Foi um prazer rever a capital brasileira. Morei lá durante três anos, na época em que cursava mestrado em Comunicação Social. Bela cidade. Junção de correntes várias, tanto de pensamento quanto de ação. Caldeirão antropológico, sociológico e cultural. Tem lugar para tudo e para todos em Brasília, de místicos unidimensionais a materialistas renitentes.

Naturalmente essas são duas raças (a dos místicos e a dos materialistas) que não se misturam. Seus adeptos guardam conveniente distância entre si. Incensos, sais aromáticos, runas, tarôs para um lado. Intrigas palacianas, dossiês, grampos telefônicos e moedas de ouro para o lado oposto. O dual está em tudo. Até na sombra sobre as conchas do prédio do Congresso.

Dentro disso estão as linhas arrojadas, curvas desafiando a gravidade (Isaac Newton andasse ainda por aí, teria que repensar tudo de novo), horizonte em harmonia com a pedra que um dia o traço do arquiteto soprou para a vida. Paralelas descaídas, eternamente em fuga para um infinito cada vez mais iluminado (por isso os óculos escuros dos transeuntes).

Os enormes espaços, para os detratores da metrópole plantada no cerrado por Juscelino Kubitschek, são o maior problema. Eles sentem-se solitários. Enganam-se. Eu diria que a sua noção de solidão é falsa. Eles têm, isso sim, é medo da sua ínfima massa corpórea. Descobrem-se extremamente pequenos ao caminhar pela Esplanada dos Ministérios.

Dessa vez a minha passagem por Brasília foi rapidíssima. Um dia e meio, quase nada. Não deu nem para um périplo pelos lugares onde eu mais gostava de ir quando morava por lá ou para uma visita aos amigos mais próximos que acabaram ficando para trás. Não cheguei sequer a telefonar para nenhum deles. Apenas e tão-somente cumpri compromissos de agenda.

Na chegada ao hotel (o Blue Tree Tower, novíssimo, chiquérrimo, às margens do lago Paranoá, o mesmo onde estava hospedado o nariz majestoso do Príncipe Charles), a propósito, já havia inclusive uma cartinha esperando no apartamento com todos os passos que tinham que ser dados durante a estada (acordar, escovar os dentes, fazer xixi, café, ônibus, aeroporto etc.).

Literalmente, posso dizer que passei pela cidade correndo. Tão veloz que, fosse o meu corpo um automóvel, teria excedido facilmente os limites de velocidade das largas avenidas que cortam o Plano Piloto em cruz (Lúcio Costa preferia a imagem do pássaro e não o símbolo do flagelo cristão, mas essa é uma outra história).
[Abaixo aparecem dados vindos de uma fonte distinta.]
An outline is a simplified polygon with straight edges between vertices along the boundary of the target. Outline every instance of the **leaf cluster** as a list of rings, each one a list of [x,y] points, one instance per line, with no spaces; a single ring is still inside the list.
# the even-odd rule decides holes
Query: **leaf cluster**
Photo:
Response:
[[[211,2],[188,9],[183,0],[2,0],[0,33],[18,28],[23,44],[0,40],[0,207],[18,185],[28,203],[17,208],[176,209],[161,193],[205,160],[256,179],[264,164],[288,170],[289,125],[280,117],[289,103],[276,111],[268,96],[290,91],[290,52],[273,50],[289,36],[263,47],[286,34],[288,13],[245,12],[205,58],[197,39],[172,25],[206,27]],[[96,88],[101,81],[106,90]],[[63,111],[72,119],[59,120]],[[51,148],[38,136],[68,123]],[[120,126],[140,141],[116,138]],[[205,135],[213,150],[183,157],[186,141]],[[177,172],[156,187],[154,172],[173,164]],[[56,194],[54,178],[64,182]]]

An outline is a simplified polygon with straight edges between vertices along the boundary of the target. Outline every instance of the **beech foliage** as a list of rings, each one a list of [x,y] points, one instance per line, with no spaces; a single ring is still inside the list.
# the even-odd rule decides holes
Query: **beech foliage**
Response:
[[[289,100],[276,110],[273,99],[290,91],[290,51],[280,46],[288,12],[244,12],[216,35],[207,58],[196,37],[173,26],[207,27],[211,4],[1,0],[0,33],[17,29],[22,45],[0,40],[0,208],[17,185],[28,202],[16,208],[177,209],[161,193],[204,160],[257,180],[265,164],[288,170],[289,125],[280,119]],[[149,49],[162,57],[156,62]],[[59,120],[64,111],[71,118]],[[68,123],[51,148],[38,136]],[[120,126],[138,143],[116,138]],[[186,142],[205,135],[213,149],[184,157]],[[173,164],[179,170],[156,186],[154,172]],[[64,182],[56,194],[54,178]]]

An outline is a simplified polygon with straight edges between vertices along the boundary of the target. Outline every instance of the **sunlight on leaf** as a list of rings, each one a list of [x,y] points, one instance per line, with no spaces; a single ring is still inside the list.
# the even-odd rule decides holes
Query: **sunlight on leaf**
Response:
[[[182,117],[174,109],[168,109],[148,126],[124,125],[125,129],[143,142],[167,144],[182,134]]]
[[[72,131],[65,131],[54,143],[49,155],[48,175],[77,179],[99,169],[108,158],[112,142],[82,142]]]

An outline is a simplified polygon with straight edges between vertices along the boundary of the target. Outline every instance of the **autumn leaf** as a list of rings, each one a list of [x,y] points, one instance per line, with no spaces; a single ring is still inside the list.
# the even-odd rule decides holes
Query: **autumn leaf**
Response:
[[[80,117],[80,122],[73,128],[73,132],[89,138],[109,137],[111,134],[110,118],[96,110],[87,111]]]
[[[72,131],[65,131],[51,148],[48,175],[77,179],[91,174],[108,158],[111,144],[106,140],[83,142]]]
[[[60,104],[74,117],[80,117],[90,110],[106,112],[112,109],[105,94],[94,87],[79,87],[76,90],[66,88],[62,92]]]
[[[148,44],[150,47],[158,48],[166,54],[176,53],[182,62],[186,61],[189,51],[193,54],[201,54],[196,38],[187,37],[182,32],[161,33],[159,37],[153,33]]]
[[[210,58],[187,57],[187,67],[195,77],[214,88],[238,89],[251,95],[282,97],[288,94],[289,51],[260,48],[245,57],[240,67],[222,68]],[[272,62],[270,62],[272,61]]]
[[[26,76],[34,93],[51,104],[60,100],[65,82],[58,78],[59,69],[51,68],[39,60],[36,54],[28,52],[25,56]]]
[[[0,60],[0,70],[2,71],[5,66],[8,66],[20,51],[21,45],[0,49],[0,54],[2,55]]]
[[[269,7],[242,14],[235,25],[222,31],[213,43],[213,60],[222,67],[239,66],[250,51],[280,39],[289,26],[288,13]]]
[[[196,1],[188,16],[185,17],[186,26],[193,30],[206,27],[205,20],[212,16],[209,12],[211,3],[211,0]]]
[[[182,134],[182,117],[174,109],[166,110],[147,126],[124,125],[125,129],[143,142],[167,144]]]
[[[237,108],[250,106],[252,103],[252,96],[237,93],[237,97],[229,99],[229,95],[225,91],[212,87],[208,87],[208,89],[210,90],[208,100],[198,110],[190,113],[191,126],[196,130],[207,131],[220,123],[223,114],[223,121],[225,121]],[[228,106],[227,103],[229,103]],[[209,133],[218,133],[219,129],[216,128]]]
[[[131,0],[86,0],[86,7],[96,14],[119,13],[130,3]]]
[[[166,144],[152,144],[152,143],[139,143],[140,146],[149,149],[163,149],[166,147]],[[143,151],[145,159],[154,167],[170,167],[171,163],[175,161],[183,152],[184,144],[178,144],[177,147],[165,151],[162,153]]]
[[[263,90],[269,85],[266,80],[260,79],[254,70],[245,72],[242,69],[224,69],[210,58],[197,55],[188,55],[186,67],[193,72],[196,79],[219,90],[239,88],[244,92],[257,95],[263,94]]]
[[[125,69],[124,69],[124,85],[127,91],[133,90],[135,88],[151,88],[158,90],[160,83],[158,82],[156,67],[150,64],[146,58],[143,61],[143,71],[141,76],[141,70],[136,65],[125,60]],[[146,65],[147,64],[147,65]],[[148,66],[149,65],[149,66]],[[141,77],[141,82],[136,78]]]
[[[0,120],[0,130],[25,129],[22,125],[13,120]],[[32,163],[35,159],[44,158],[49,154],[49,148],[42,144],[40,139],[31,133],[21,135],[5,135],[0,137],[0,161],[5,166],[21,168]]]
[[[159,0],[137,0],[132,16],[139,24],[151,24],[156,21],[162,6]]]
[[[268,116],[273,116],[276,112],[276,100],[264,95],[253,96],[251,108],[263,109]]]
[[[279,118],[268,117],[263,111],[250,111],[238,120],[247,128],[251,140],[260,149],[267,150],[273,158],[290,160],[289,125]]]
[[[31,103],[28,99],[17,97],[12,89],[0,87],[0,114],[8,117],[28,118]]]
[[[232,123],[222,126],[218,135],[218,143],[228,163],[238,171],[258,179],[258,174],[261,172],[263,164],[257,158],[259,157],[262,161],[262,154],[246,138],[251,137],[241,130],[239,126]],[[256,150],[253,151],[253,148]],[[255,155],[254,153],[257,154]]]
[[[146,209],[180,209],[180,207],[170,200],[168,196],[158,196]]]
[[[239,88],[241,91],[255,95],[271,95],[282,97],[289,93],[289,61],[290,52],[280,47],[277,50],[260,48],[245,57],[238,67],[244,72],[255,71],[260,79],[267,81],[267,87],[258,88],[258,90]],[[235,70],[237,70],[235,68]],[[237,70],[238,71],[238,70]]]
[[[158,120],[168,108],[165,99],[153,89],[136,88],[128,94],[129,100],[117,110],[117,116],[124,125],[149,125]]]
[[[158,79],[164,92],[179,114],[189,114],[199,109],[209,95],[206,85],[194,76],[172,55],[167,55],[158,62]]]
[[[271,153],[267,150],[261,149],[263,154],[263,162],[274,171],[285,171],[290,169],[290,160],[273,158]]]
E, a essa altura, a multa já estaria a caminho.

Mesmo passando com rapidez, no entanto, deu para notar que muita coisa em Brasília continua bastante semelhante a outrora. A movimentação dos políticos é uma dessas coisas. Notei muitos deles, ternos bem talhados, sapatos brilhantes, sorrisos cúmplices, ares de conspiração vazando pelos cantos dos olhos. Não enganam mais a ninguém, por mais que disfarcem.

Ah, sim, a parte mais interessante das minhas observações eu já ia esquecendo. Havia duas equipes disputando uma animada peleja de cabo-de-guerra, esporte muito popular entre os antigos habitantes da Terra Brazilis, meio que em desuso nesse início de século XXI.

Na imprensa os dois times eram conhecidos por uma espécie de sopa de letrinhas. Os que demonstravam mais agressividade se autodenominavam turma do PFL. Os mais, digamos, recatados (sonsos, talvez, que recato é atributo de donzela em romance de Machado de Assis) pediam para ser chamados de galera do PSDB.

O resultado do jogo eu não fiquei sabendo. Talvez todos nós saibamos só em outubro. Talvez não saibamos nunca. Nem sei se isso importa muito. Afinal, há sempre um princípio de incerteza em todo fundo de verdade. E eles, os jogadores dos dois times referidos, sabem disso muito bem. Por isso jogam... E blefam como ninguém.